The findings, which gathered opinions from over 600 actuaries, revealed that 75% of respondents reported a positive change in their work-life balance due to the flexibility offered by hybrid or remote working setups.

Despite this, a significant 63% of participants also noted they work longer hours from home compared to their time in the office.

The study also examined the distribution of office attendance, revealing that 37% of actuaries are present in the office for at least two days each week. Only 4% of respondents are required to be in the office four to five days a week, indicating a substantial shift towards more flexible working arrangements.

Preference for work location varied among the professionals, with 54% favouring a hybrid model and 36% preferring to work entirely from home. In contrast, only 9% expressed a preference for full-time office work.

Further insights from the survey indicated that 51% of actuaries feel more productive working from home. However, the transition to remote work poses challenges, particularly for new hires. Approximately 65% of respondents believe that hybrid working has a negative impact on the integration and training of new staff.

Moreover, 28% have observed a decline in their own development of soft skills, such as communication and interpersonal abilities, due to less face-to-face interaction.

The survey also revealed that 43% of actuaries work at least six hours beyond their contracted hours each week, with 14% working an additional 30 hours or more. Additionally, 22% of the respondents live more than 50 miles from their base office, with 10% residing over 100 miles away.

Hannah Cottam (pictured), CEO at Sellick Partnership, commented on the findings and highlighted a clear positive impact from hybrid and remote working arrangements.

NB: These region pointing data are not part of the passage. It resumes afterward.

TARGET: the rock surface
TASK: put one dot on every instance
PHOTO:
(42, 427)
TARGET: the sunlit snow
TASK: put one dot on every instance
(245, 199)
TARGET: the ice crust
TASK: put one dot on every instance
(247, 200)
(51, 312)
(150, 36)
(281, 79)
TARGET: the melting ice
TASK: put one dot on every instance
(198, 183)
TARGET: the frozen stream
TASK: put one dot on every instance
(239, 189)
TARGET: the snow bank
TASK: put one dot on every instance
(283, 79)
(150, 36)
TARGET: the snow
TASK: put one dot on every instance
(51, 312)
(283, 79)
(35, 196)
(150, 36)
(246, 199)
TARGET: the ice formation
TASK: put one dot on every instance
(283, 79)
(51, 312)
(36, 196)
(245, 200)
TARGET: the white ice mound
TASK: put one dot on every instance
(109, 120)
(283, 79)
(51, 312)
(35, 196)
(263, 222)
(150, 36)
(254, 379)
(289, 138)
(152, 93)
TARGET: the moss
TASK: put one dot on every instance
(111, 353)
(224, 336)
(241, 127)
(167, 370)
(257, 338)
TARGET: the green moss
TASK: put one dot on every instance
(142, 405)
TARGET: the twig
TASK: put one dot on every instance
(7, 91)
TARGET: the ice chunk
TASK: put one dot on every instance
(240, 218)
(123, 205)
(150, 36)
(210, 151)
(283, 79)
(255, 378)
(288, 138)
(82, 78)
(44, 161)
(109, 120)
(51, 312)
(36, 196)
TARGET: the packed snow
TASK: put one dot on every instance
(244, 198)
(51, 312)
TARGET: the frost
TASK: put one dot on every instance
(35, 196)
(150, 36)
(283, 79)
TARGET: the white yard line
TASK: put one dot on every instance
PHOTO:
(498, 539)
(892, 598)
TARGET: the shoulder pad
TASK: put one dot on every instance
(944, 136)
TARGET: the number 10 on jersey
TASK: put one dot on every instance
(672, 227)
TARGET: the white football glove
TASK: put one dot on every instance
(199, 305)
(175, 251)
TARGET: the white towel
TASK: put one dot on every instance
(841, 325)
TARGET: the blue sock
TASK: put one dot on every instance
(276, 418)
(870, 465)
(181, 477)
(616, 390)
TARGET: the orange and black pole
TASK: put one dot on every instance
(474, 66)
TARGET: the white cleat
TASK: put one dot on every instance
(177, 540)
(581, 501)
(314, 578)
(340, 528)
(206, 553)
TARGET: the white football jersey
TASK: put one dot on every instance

“Even better is that they’ve had such a profound impact on their work-life balance,” Cottam said. “However, the findings also shed light on the challenges posed by remote work, with over half of professionals reporting longer hours worked from home which could be down to the lack of travel involved in their days, or the ease that comes with staying logged on.”

“As we navigate these evolving dynamics, it's imperative for employers to tailor strategies that not only enhance flexibility but also mitigate potential drawbacks. This data highlights the importance of understanding employee needs and preferences in crafting sustainable and inclusive work environments,” Cottam said.